Pro: It helps keep your finances organised
If you keep all your money in one bank account, it can get a little tricky. For example, it’s easy for you to spend money you’ve ringfenced for savings – accidentally or not. Having two accounts also makes it easier to manage different sources of income that you prefer to keep separate. For instance, if you rent out a property, you can keep the incomings and outgoings related to that in a separate account.
Pro: It helps you maintain your financial independence in a relationship
There’s no right or wrong way when it comes to managing your money as a couple. Some people find it easier to pool their money in one account and manage everything from there. However, it also means you forgo any financial privacy. If you don’t want your partner knowing just how much you spend on internet shopping, or you want to surprise them with something for their birthday, a joint account can prove problematic. So, if you want to maintain some of your financial independence, you both might want to keep a separate account, paying enough of your salary each month into a joint account to cover the bills. And keep your guilty shopping habits to yourself.

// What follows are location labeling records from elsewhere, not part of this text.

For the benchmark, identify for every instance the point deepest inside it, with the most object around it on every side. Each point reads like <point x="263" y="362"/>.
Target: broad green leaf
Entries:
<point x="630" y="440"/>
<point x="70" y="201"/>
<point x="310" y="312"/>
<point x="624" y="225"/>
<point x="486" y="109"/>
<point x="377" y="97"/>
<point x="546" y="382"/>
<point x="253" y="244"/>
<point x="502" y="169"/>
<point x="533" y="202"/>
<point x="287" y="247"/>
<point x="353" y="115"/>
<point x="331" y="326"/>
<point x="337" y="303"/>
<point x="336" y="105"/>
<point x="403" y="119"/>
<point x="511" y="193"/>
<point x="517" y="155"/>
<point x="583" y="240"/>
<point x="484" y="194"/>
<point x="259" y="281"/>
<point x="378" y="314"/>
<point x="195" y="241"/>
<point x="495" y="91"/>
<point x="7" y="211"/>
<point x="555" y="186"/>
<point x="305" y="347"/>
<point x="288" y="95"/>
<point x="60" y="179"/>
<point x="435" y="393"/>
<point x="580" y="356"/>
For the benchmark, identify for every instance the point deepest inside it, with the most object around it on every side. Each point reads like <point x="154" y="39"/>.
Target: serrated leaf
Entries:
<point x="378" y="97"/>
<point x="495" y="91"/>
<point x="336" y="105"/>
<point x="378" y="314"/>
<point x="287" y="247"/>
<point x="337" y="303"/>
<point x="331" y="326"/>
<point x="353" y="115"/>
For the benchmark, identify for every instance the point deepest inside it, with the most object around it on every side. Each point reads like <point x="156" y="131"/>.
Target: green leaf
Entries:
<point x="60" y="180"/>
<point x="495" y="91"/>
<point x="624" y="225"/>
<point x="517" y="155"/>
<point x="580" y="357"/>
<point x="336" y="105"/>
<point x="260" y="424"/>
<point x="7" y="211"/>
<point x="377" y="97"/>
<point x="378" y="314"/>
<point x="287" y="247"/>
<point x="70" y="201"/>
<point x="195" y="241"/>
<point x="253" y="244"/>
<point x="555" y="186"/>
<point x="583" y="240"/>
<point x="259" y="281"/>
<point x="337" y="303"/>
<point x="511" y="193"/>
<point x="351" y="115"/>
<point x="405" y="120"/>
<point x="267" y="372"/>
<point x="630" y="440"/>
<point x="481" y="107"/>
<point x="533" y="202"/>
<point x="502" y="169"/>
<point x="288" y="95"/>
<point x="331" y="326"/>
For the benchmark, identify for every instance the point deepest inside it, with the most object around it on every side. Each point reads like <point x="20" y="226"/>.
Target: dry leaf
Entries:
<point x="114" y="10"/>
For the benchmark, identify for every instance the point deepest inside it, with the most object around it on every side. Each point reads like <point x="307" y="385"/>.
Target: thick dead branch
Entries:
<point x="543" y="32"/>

Con: Having lots of bank accounts opens you up to the possibility of fraud
The more bank accounts you have, the harder it is to keep track of them, and any suspicious activity. Ensure that you regularly check your bank accounts to avoid this. Apps like Yolt allow you to load all your accounts, making it quick and easy to check your balances and any recent transactions. And if you do have any accounts that you haven’t used for a long time, now is the time to close them.
Pro: It helps you take advantage of the best interest rates
If you’ve got a lot of money to put into savings, you might be better off splitting your money between different accounts. One reason for this is because the FSCS only protects balances of up to £85,000, so if you have more than that, it’s best to keep it in another account. Just make sure that the two financial institutions aren’t linked, as the limit will apply to the money you have at both banks.
Another benefit of keeping your savings in different accounts is that some banks only pay interest up to a certain amount, say, the first £3,000, so again it makes sense to spread your savings over a few accounts.
Con: It can affect your credit score
There’s a caveat here: only if you open lots of accounts in a short space of time. Most financial institutions subject you to a credit check when you open an account with them and if you open a few at once, it may look like you are desperate for credit and affect your score. Always allow a few months for your credit score to recover in between opening new accounts.
If you need to improve your credit score, there are benefits to borrowing money, whether it’s an overdraft on your current account or a loan. If you show lenders that you can manage your debt responsibly and pay it off on time, it can increase your credit rating.
Pro: It allows you to take advantage of all the great offers on accounts
Some bank accounts give you cashback on purchases, others a high rate of interest on certain balances, and others may give you an incentive to open an account. Having multiple bank accounts allows you to take advantage of these offers.
So, when it comes to bank accounts, it’s entirely up to you how many you have. There’s no penalty for holding multiple accounts and in lots of ways it can work to your advantage. However, remember the more accounts you have, the more time you have to put into managing them.